Le Velis Electro de Pipistrel a été le premier avion tout électrique disponible dans le commerce à obtenir une certification n’importe où, après l’approbation de l’EASA pour le type biplace le 10 juin 2020. Entre-temps, environ 200 ont été livrés aux clients.
Au total, environ 2 700 avions volent dans le monde.
LIMITES DE LA BATTERIE
Le facteur limitant pour les moteurs entièrement électriques est toujours la capacité et l’autonomie de la batterie, et cette capacité par rapport à leur prix. Alors que l’efficacité des batteries augmente d’environ 5 % chaque année, le coût des batteries plus puissantes est multiple et dépasse presque toujours leur valeur sur le marché des trainers.
« Vous échangez les performances de la batterie de manière non linéaire avec le coût. Cela n’a pas de sens pour le segment de la formation des pilotes qui est une opération sensible aux coûts », déclare Tomazic.
Velis Electro a des coûts d’exploitation inférieurs à ceux d’un avion à carburant fossile, en partie parce que ses batteries n’ont qu’une autonomie d’environ une heure de ce qu’il appelle des «minutes actives» – le temps pendant lequel le moteur tourne réellement. Le moteur de l’avion est conçu pour s’arrêter lorsqu’il ne bouge pas au sol, par exemple à un point d’arrêt.
« La capacité de l’avion est de répondre à ce qu’un élève est capable de suivre dans une leçon de vol donnée », dit-il.

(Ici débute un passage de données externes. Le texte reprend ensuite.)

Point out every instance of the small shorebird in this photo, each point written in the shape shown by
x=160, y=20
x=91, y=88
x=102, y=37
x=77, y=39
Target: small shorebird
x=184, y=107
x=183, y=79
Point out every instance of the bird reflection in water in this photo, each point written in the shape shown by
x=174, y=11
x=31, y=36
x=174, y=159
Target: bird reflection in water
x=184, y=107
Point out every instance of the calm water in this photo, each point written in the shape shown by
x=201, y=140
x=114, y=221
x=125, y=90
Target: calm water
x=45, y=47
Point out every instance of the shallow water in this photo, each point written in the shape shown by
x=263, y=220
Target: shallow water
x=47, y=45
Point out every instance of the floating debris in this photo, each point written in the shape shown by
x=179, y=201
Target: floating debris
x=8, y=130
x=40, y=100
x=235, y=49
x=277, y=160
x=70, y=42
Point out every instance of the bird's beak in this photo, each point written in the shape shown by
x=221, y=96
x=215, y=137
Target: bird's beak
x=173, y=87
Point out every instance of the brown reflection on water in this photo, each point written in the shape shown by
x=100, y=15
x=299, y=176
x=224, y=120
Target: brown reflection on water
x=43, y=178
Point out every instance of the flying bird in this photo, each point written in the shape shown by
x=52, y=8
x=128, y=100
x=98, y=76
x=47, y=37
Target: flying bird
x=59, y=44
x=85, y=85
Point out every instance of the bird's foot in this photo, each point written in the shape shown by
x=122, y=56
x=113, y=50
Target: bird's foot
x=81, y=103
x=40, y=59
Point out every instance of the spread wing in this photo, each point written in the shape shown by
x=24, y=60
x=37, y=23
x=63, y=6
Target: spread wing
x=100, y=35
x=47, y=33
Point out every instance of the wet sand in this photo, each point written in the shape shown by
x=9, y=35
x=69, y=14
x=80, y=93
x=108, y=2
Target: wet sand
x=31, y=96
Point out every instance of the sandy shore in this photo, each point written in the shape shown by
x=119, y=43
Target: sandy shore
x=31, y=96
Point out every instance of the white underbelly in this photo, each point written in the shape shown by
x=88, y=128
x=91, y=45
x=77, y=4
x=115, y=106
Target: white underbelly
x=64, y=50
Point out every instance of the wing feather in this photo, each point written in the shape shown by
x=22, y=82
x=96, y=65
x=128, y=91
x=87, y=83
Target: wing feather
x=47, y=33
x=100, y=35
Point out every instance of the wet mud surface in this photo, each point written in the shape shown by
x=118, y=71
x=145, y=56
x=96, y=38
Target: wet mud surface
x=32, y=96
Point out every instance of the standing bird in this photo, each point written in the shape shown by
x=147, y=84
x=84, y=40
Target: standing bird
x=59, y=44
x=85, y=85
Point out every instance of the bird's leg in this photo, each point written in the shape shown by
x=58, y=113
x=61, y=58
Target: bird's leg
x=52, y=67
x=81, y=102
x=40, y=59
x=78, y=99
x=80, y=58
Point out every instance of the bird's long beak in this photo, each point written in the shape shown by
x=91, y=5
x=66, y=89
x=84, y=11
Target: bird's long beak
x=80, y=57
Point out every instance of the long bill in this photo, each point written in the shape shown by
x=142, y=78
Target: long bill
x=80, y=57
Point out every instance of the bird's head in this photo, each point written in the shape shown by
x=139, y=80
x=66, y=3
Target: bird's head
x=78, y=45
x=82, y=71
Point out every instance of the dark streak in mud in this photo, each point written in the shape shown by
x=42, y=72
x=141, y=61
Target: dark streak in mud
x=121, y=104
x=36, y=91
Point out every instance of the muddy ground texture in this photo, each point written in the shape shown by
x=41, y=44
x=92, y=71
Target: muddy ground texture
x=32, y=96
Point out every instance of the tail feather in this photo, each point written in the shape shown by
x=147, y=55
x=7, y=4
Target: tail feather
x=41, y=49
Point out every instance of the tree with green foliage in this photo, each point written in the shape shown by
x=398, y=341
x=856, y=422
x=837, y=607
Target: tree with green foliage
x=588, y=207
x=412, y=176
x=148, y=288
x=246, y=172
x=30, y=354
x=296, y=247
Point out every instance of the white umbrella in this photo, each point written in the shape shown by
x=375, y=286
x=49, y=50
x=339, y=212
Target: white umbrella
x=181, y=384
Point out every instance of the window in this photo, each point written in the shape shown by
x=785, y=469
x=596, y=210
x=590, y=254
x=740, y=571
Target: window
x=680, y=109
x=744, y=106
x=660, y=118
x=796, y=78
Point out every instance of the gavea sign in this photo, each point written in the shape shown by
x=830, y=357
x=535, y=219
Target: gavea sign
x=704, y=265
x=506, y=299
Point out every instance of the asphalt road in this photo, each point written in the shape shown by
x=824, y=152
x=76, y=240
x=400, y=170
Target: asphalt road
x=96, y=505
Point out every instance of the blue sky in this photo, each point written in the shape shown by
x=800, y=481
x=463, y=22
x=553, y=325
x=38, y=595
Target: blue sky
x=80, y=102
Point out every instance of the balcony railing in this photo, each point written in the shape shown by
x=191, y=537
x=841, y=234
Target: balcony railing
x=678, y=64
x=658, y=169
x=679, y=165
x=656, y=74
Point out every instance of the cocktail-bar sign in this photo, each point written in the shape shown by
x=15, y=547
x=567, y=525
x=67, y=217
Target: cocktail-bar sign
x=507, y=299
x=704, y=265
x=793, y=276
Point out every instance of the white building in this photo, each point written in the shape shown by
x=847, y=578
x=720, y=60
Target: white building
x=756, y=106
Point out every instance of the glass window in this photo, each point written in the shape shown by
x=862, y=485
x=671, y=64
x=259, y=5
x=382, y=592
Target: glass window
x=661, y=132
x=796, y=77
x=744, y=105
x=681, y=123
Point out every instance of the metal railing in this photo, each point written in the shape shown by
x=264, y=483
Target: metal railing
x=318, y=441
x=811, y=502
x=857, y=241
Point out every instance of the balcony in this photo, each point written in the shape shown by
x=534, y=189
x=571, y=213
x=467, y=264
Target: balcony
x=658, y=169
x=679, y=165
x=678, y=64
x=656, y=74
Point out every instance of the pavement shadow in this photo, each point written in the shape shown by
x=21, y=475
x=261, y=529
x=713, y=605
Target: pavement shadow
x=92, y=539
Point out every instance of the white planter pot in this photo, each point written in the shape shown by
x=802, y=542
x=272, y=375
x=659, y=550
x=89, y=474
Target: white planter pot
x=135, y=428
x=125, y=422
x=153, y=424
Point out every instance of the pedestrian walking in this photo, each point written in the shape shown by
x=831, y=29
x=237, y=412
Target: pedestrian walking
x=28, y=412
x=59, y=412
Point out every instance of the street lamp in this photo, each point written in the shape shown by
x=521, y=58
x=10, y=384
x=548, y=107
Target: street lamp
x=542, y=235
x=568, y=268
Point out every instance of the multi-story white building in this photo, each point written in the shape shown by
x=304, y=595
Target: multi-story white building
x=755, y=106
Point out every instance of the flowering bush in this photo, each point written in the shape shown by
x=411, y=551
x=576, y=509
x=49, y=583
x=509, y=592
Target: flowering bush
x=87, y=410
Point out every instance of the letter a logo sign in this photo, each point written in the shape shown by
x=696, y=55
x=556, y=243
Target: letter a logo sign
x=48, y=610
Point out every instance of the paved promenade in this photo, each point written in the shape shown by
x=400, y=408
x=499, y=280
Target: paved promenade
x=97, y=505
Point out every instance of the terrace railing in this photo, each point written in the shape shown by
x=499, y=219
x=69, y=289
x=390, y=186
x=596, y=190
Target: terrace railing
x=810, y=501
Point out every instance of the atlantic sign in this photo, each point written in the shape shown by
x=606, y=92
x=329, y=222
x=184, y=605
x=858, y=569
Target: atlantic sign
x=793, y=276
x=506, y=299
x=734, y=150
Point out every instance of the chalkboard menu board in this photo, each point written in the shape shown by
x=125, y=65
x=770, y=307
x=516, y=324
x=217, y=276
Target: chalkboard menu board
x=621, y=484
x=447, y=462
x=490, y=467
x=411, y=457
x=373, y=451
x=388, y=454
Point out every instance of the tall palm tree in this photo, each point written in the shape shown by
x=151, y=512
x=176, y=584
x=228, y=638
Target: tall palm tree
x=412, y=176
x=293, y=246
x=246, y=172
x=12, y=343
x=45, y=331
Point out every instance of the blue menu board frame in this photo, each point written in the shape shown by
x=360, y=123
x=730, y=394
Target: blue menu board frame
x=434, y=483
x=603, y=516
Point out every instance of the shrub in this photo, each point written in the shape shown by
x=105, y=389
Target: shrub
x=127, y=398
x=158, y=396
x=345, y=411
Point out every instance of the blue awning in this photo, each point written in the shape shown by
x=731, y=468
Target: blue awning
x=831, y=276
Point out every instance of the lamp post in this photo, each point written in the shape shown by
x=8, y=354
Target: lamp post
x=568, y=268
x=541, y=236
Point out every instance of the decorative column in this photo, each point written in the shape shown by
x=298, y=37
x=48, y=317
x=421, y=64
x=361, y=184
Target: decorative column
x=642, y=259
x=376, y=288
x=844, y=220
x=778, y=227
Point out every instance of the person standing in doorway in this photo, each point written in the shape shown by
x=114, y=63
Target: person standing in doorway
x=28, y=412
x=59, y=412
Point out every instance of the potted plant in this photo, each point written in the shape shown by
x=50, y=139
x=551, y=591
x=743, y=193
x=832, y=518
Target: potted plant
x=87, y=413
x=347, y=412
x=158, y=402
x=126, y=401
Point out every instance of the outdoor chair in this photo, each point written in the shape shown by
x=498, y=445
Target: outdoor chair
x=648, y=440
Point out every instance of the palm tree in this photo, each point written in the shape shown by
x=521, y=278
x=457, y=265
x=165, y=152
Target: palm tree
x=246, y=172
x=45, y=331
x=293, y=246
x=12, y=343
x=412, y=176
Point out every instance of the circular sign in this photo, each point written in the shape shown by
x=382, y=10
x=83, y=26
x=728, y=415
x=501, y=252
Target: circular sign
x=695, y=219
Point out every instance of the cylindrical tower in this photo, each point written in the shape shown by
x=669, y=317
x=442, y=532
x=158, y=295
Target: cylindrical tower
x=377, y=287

Le temps de charge est actuellement d’une heure, mais la société se «ferme» sur une technologie qui réduira de moitié le temps nécessaire pour charger complètement l’avion.
Jusqu’à présent, le type fonctionne dans un environnement presque exclusivement d’école de pilotage ou de club de pilotage. « En raison de l’avantage de coût d’un avion électrique, nous constatons une utilisation élevée de ces avions ; les gens qui en ont les volent beaucoup.
Le Velis Electro est construit à 100% en interne, y compris ses batteries, de sorte que l’entreprise ne dépend pas d’une chaîne d’approvisionnement pour livrer ces composants.
« Et s’il y a un moment magique, une percée dans la technologie des batteries, je veux que ce soit nous qui fassions le premier pas pour l’intégrer directement dans le produit. »
L’Alpha Trainer de la société, qui possède une certification FAA en tant qu’avion de sport léger, est actuellement utilisé par le transporteur régional Mesa Airlines dans le but créatif d’attirer les pilotes et de leur ouvrir une voie plus facile pour acquérir l’expérience aéronautique requise pour rejoindre une compagnie aérienne. En septembre dernier, Mesa a annoncé son intention d’acquérir 29 avions Pipistrel Alpha Trainer 2, avec une option d’achat de 75 autres au cours de l’année prochaine.
Il propose l’avion aux aviateurs dans le cadre de son programme de développement de pilotes Mesa à un prix réduit, une initiative visant à attirer de nouveaux équipages de pilotage dans un contexte de pénurie de pilotes qui affecte les compagnies aériennes de l’industrie.
La compagnie aérienne considère l’avion biplace comme une option rentable pour les aspirants pilotes commerciaux pour accumuler les 1 500 heures de vol nécessaires avant de pouvoir voler en tant que copilotes pour les compagnies aériennes opérant sous la réglementation américaine Part 121.
CANNIBALISATION ?
Pipistrel a été racheté par Textron Aviation en avril 2022 dans le cadre d’un accord entièrement en numéraire de 218 millions d’euros (238 millions de dollars), amenant l’opération dans l’unité commerciale eAviation de l’avionneur américain, la plus récente de la société. Il a gardé Pipistrel comme une marque distincte, aux côtés de ses collègues constructeurs d’avions à voilure fixe Beechcraft et Cessna.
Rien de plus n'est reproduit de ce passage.